Shelter

21 May 24

The Section 21 ‘no-fault’ eviction rates for bailiff repossessions in England have reached a six-year high – leading Shelter to question the effectiveness of the Renters (Reform) Bill.

Ministry of Justice figures show a 19% year-on-year rise in evictions due to Section 21 notices, with 2,682 possessions taking place between January and March 2024.

This follows a 15% increase in landlords initiating Section 21 proceedings during the same period. That’s 7,863 landlords handing out Section 21 notices.

The homelessness charity Shelter says that tenants ‘were marched out of their homes’ by bailiffs because of no-fault evictions.

Urged to strengthen the Bill

The Bill is now at the committee stage in the House of Lords, and Shelter is urging peers from all political parties to strengthen the Bill as a ‘last meaningful opportunity’.

Its chief executive, Polly Neate, said: “Evictions are rocketing to new heights whilst this government has put the threats of a small group of self-interested landlord backbenchers over the safety and security of 11 million private renters.

“It’s been five years since the government pledged to rebalance the scales in private renting, and what do we have to show for it? A Renters (Reform) Bill left in tatters, which will keep renters trapped in the same hellish conditions they’ve endured for decades or abandon them to the whims of their landlords and the terrifying spectre of homelessness.”

She added: “With the Bill now in the hands of the Lords, peers of all stripes must overhaul this threadbare legislation and deliver the change that renters desperately need.

“Without serious amends to give tenants greater protection from eviction after moving in and longer notice periods, renters’ best hope of a stable home will be lost.”

‘Tenants are facing unimaginable stress’

The executive director of policy at Crisis, Francesca Albanese, said: “Once again, tenants are facing unimaginable stress and uncertainty.

“More than 90,000 people in England have been threatened with eviction since the UK government first promised to end no-fault evictions back in 2019 and yet nearly five years on the situation for renters is no better.

“Although we welcome the UK Government’s efforts via the Renters (Reform) Bill to support households after eviction, Section 21 notices still remain the leading cause of homelessness in England.”

She adds: “The Government must give renters the protections they need to ensure that more and more people aren’t faced with the uncertainty of eviction and pushed into homelessness.”

‘No-fault- evictions will be banned’

Section 21 ‘no-fault- evictions will be banned under the Renters (Reform) Bill which could reach the statute books later this year.

The government says that until the court backlog and process is dealt with, the ban won’t be enacted.

Shelter says one of the big issues is that landlords can evict without giving a reason with two months’ notice.

The charity also points to recent government data showing that Section 21 evictions led to a record 25,910 households ‘being threatened with homelessness’ last year.
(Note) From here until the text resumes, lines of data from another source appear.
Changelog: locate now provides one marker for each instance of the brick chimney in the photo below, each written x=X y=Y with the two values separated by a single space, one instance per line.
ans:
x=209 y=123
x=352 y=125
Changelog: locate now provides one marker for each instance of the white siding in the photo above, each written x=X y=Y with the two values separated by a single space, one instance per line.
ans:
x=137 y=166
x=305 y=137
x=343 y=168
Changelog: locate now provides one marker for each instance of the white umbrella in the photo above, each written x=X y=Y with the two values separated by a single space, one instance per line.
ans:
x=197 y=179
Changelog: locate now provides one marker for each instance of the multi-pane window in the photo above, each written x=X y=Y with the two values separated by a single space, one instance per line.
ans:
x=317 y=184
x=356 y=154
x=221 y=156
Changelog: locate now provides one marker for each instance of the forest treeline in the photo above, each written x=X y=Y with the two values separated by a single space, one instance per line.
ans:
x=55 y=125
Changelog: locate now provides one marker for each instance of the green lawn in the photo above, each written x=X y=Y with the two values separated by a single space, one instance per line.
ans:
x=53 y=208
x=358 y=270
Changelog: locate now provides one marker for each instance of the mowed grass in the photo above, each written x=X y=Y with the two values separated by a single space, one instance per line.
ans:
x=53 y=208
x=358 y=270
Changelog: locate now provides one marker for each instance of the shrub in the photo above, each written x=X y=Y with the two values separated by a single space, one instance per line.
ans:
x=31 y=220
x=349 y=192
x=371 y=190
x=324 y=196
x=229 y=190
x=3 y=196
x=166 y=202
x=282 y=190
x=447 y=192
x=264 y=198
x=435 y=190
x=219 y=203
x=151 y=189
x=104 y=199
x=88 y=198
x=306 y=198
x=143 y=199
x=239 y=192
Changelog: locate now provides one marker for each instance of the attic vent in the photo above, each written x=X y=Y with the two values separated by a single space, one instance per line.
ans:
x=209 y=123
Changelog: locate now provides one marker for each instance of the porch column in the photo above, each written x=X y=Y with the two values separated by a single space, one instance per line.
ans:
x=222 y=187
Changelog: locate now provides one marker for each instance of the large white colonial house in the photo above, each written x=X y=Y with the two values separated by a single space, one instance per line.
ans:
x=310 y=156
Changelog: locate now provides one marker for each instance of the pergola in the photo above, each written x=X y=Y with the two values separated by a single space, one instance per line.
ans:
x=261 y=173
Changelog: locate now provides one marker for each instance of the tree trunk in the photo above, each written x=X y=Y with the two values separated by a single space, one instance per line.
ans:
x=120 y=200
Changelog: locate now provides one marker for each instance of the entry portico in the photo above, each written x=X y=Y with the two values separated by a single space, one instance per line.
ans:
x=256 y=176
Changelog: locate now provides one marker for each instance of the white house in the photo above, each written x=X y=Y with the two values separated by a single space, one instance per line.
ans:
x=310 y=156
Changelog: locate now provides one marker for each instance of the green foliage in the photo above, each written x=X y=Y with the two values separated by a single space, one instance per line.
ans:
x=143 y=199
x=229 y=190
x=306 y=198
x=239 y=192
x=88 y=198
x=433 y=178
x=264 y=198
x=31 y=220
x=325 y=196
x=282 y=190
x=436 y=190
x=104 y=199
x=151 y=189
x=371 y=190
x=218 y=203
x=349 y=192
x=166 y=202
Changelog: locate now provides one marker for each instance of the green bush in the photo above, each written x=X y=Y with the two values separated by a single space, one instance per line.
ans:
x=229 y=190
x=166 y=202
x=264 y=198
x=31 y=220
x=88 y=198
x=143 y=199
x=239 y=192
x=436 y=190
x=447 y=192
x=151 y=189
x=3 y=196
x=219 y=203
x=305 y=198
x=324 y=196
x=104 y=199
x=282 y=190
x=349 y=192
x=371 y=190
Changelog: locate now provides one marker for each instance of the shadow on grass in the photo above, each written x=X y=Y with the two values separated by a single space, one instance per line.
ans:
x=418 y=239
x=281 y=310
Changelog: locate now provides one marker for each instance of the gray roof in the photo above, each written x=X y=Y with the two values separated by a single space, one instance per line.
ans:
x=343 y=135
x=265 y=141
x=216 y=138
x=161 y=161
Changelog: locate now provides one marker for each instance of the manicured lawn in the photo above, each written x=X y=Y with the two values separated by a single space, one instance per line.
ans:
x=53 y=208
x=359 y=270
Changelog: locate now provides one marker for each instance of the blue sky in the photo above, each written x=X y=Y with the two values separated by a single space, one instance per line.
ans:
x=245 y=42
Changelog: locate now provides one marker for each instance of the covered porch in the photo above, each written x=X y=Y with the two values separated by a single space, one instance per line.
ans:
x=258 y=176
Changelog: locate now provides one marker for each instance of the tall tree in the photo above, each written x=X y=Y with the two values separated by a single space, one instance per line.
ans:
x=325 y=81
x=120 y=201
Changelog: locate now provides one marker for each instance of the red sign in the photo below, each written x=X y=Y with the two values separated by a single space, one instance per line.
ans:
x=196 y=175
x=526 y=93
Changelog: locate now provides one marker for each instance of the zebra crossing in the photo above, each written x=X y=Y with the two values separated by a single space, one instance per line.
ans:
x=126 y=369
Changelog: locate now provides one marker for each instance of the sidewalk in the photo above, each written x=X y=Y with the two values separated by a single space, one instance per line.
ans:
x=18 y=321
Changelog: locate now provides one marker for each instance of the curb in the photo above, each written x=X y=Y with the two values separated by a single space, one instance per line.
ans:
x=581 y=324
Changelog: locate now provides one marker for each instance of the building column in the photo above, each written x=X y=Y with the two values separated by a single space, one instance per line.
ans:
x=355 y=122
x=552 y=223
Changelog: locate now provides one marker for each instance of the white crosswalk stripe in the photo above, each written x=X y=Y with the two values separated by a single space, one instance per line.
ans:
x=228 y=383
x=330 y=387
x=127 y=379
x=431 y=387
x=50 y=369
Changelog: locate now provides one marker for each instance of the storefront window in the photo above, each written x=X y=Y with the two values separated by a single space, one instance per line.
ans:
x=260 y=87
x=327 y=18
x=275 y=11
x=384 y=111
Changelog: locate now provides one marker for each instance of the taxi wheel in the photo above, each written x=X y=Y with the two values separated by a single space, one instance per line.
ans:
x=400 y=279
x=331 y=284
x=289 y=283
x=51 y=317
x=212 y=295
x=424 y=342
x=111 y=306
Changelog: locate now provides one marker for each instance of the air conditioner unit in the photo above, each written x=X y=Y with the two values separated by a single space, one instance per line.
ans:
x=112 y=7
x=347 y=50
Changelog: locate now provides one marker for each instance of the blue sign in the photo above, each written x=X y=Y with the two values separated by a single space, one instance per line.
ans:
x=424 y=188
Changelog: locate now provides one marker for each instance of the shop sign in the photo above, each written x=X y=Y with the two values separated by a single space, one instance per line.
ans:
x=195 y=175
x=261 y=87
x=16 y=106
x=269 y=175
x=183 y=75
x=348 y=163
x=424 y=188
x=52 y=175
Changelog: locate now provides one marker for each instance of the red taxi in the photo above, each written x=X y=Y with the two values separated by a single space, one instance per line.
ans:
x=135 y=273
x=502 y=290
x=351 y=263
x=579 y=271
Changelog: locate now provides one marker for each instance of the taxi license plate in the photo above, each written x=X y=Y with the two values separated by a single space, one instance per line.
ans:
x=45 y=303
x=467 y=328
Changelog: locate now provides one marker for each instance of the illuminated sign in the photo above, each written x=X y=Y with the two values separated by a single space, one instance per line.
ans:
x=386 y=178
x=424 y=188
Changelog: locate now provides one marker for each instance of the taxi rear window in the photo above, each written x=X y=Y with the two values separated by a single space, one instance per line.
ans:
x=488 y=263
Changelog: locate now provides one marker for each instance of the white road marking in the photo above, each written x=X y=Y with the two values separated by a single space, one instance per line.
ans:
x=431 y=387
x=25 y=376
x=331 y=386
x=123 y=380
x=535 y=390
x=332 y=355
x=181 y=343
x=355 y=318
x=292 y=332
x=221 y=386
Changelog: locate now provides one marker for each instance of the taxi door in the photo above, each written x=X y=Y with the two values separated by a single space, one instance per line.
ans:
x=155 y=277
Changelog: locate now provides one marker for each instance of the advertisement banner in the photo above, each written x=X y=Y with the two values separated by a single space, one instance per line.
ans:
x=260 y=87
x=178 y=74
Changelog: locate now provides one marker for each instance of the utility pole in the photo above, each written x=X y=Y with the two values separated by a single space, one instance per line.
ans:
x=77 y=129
‘Landlord claims have continued to increase’

A spokesperson for the MoJ said: “Landlord claims have continued to increase this quarter and are now almost at their pre-covid 2019 baseline.

“All landlord possession actions have increased compared to the same period in 2023 but at a lesser rate than mortgage possession actions.

“Landlord claims, orders, warrants and repossessions are 6%, 3%, 9% and 6% above the levels recorded in the same period in 2023.”

They add: “Accelerated procedures have continued to rise across all action types of claims (7%), orders (5%), warrants (15%) and repossessions (13%) when compared to the same quarter last year.”